Restricted (Penn State Only)
Nguyen, Uyen T
Graduate Program:
Doctor of Philosophy
Document Type:
Date of Defense:
October 01, 2018
Committee Members:
  • Jennifer Macalady, Dissertation Advisor
  • Jennifer Macalady, Committee Chair
  • Katherine Haines Freeman, Committee Member
  • James Kubicki, Committee Member
  • Ming Tien, Outside Member
  • Sara Ann Lincoln, Committee Member
  • oil biodegradation
  • high pressure
  • gulf of mexico
  • deepwater horizon
  • hydrocarbon-degrading genes
  • coal biodegradation
Hydrocarbon degraders have been long suggested to be ubiquitous in the ocean and keep marine ecosystems intact from the vast volume of petroleum hydrocarbons from both natural and anthropogenic sources entering the ocean annually.
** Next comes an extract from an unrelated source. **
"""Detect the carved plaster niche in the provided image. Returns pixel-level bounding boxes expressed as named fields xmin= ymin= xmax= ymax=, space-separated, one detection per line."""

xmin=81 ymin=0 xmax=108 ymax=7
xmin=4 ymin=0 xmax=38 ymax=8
They also provide significant bioremediation application wherein they help reduce the concentration and toxicity of chemical pollutants, specifically petroleum, by breaking these compounds to smaller molecules and eventually convert them to CO2. The first two chapters of this dissertation investigated the process of crude oil biodegradation by indigenous microbial communities of marine sediments in the Northern Gulf of Mexico. This study aimed to understand the oil fate in the Deepwater Horizon disaster in 2010, the first major oil spill occurring in deep waters (1500 m), at low temperature and high pressure. Sediments collected at various water depths (60–1500 m) were incubated with crude oil under simulated in-situ temperature and pressure conditions for 18 days. By comparing extents of degradation of n-alkanes and polyaromatics (PAHs), I found a mild inhibitive effect of pressure on oil biodegradation and distinction in microbial communities between deep and shallow samples. Finally, in the third chapter, I investigated potential of oil biodegradation in oceans at global scale using a metagenomic approach. I searched in publicly available marine metagenomes for genes encoding alkane hydroxylase (AlkB) and ring hydroxylating dioxygenases (RHDs). These enzymes respectively catalyze the activation of aerobic degradation of n-alkanes and aromatics, the two major groups of oil hydrocarbons. More than 80% of 770 metagenomes analyzed contained AlkB and RHDs, suggesting of their ubiquity in marine environments. Relative abundances of both genes were higher in deep waters (>1000 m) than shallow waters (< 200 m), possibly due to the higher diversity in functional processes at shallow depths (e.g., photosynthesis). Homologous sequences in marine metagnomes of both genes were extremely diverse, and many novel sequences of these genes remained undiscovered. Taxonomic affiliations of both genes displayed biogeographic variation in hydrocarbon degrading communities as there were significant difference between deep and shallow water samples, and between North Atlantic and North Pacific oceans.